Mr Trump is due to meet his Democratic rival Hillary Clinton in the second presidential debate on Sunday night.
His adviser Rudy Giuliani said Mr Trump may well bring up Mrs Clinton's alleged role in discrediting women who accused her husband Bill of sexual abuse.
A 2005 recording of Mr Trump reveals him bragging about groping women.
At least 33 senior Republicans - including senators, members of Congress, and state governors - have withdrawn their support since the video surfaced on Friday.
Mr Trump tweeted a link to a video in which a woman accuses former president Bill Clinton of rape in 1978 while he was attorney general of Arkansas.
Mr Clinton denied her claims of rape when they first emerged in 1999.
Some Republicans are calling for Mr Trump to quit the presidential race. Utah Senator Mike Lee said the Republican Party had to find another candidate or it would not win the White House.

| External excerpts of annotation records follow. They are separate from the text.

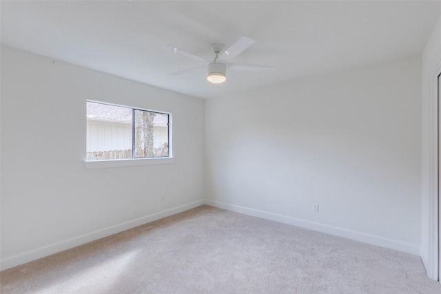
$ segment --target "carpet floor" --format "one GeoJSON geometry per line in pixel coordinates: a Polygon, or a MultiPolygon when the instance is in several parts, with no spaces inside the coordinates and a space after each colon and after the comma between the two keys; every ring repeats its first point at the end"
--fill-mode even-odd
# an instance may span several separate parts
{"type": "Polygon", "coordinates": [[[202,206],[0,273],[7,293],[441,293],[418,256],[202,206]]]}

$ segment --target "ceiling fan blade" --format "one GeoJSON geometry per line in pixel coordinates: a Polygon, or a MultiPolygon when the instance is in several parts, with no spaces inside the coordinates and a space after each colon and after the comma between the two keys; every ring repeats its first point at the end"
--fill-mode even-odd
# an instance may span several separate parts
{"type": "Polygon", "coordinates": [[[205,59],[203,57],[201,57],[197,55],[195,55],[193,53],[187,52],[187,51],[183,50],[182,49],[179,49],[177,47],[174,47],[171,45],[164,44],[162,46],[161,46],[161,48],[167,51],[170,51],[171,52],[176,53],[179,55],[182,55],[190,59],[201,61],[205,63],[209,63],[211,62],[208,59],[205,59]]]}
{"type": "Polygon", "coordinates": [[[227,49],[220,54],[219,59],[232,59],[243,52],[248,47],[251,46],[256,41],[247,36],[243,36],[232,45],[229,48],[227,49]]]}
{"type": "Polygon", "coordinates": [[[172,72],[170,74],[173,76],[181,76],[181,74],[187,74],[187,72],[191,72],[200,70],[204,67],[207,67],[207,65],[199,66],[198,67],[193,67],[188,70],[181,70],[179,72],[172,72]]]}
{"type": "Polygon", "coordinates": [[[273,72],[276,70],[274,66],[256,65],[254,64],[227,63],[227,65],[229,70],[234,70],[273,72]]]}

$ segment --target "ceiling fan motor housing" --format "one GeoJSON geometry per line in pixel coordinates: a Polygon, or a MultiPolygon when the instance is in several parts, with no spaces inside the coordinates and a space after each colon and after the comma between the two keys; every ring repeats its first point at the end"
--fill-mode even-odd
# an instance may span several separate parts
{"type": "Polygon", "coordinates": [[[213,62],[208,65],[207,79],[212,83],[219,83],[226,80],[227,65],[218,62],[213,62]]]}

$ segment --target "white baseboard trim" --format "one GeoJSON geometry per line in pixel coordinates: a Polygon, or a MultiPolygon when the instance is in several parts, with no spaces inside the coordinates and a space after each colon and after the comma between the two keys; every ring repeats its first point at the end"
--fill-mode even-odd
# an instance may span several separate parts
{"type": "Polygon", "coordinates": [[[234,205],[227,203],[220,202],[211,200],[205,200],[204,203],[214,207],[238,212],[248,216],[256,216],[258,218],[267,220],[274,220],[284,224],[291,224],[305,229],[309,229],[319,232],[328,233],[330,235],[351,239],[356,241],[362,242],[381,247],[389,248],[407,253],[420,255],[420,246],[413,244],[405,243],[396,240],[388,239],[374,235],[367,234],[356,231],[348,230],[337,227],[329,226],[318,222],[311,222],[309,220],[300,220],[291,216],[283,216],[261,210],[250,209],[238,205],[234,205]]]}
{"type": "Polygon", "coordinates": [[[89,242],[134,228],[135,227],[141,226],[141,224],[185,211],[203,205],[203,200],[196,201],[10,256],[1,260],[0,262],[0,269],[1,269],[1,271],[3,271],[11,267],[17,266],[57,252],[63,251],[63,250],[67,250],[89,242]]]}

"We've got candidates who can do it. There's still time to do it, but we have to actually do it," he told NBC's Meet the Press.
Mr Trump, who gave a video apology over the 2005 recording, has said there is "zero chance I'll quit".

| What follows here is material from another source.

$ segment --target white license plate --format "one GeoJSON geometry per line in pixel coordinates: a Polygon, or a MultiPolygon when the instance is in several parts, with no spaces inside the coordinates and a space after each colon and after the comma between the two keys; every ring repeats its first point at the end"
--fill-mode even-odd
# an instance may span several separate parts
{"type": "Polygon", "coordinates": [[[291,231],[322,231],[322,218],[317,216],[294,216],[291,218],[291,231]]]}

And most Republican voters would appear to support his stance. In the first poll since the release of the tape, by Politico/Morning Consult, some 74% of Republican voters believe the party should continue to support him.

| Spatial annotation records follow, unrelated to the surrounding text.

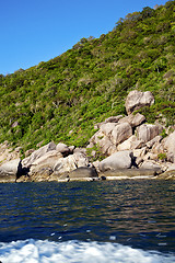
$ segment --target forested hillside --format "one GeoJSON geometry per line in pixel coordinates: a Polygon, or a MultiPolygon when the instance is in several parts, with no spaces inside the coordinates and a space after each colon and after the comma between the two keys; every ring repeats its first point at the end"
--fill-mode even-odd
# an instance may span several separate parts
{"type": "Polygon", "coordinates": [[[175,123],[175,1],[130,13],[108,34],[82,38],[47,62],[1,75],[0,142],[83,147],[95,123],[126,114],[133,89],[155,98],[141,110],[148,122],[175,123]]]}

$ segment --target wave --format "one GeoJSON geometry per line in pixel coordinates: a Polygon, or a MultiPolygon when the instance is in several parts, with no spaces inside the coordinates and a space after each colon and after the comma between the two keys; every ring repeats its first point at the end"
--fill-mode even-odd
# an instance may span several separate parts
{"type": "Polygon", "coordinates": [[[1,263],[173,263],[174,254],[118,243],[27,239],[0,243],[1,263]]]}

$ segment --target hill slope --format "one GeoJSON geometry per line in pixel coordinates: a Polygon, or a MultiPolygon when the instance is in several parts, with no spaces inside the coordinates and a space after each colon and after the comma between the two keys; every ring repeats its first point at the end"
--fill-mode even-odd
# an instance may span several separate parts
{"type": "Polygon", "coordinates": [[[125,114],[132,89],[149,90],[148,122],[175,116],[175,1],[120,19],[47,62],[0,76],[0,141],[24,150],[50,140],[85,146],[93,124],[125,114]]]}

A number of his supporters booed a party unity rally in Wisconsin on Saturday night, given by House Speaker Paul Ryan. Mr Ryan disinvited Mr Trump to attend the event after the tape revelations.
In his video apology, Mr Trump gave a hint that he would bring up more lurid allegations in Sunday's debate saying: "Bill Clinton has actually abused women and Hillary Clinton has bullied, attacked, shamed and intimidated his victims. We will discuss this more in the coming days."
Mr Giuliani, former New York mayor, told US media that Mr Trump would not hesitate to describe Mr Clinton's abuse in criminal terms during the debate.
"Both sides have sinned, so how about we put that behind us?" he told NBC's Meet the Press.
Hillary Clinton's camp has not responded to the allegations.
And it could be risky for Mr Trump to refer to Bill Clinton's infidelities. According to the New York Times, polling suggests a majority of voters are not interested in revisiting stories about Mr Clinton's behaviour.
Why is Bill Clinton being targeted?
Allegations of marital infidelity first surfaced when Bill Clinton ran for the White House in 1992. The Clintons went on national television to declare their love for each other, though they did not directly deny the claims of an alleged affair by nightclub singer Gennifer Flowers.
Mr Clinton was a popular president who won a second term in 1996. But his last years in office were beset by scandal and a Senate impeachment trial, after it emerged he had lied under oath about an affair with White House intern Monica Lewinsky.
Rumours of other infidelities, and of Hillary Clinton's aggressive response to the women accusers, have dogged the couple ever since, including the allegations Mr Trump is tweeting about.
Warning: The rest of this article contains some graphic language
The tape recording of Mr Trump dates back to 2005 when he was appearing as a guest on a soap opera.
In it he says, "you can do anything" to women "when you're a star" and is heard saying "grab them by the pussy".
The recording, posted by the Washington Post, overshadowed the release of transcripts of Mrs Clinton's speeches to private events, by the whistle-blowing site Wikileaks.
Mr Trump's third wife Melania - whom he married a few months before the recording and who was pregnant at the time - has called his comments "unacceptable and offensive". However, she said she had accepted his apology.
Former Republican presidential candidate John McCain and former Secretary of State Condoleezza Rice have joined the growing list of Republican politicians who have deserted him.
Some Republicans say they will "write in" Mike Pence, Mr Trump's vice-presidential running mate, on the ballot sheet instead as a symbolic show of opposition to his candidacy.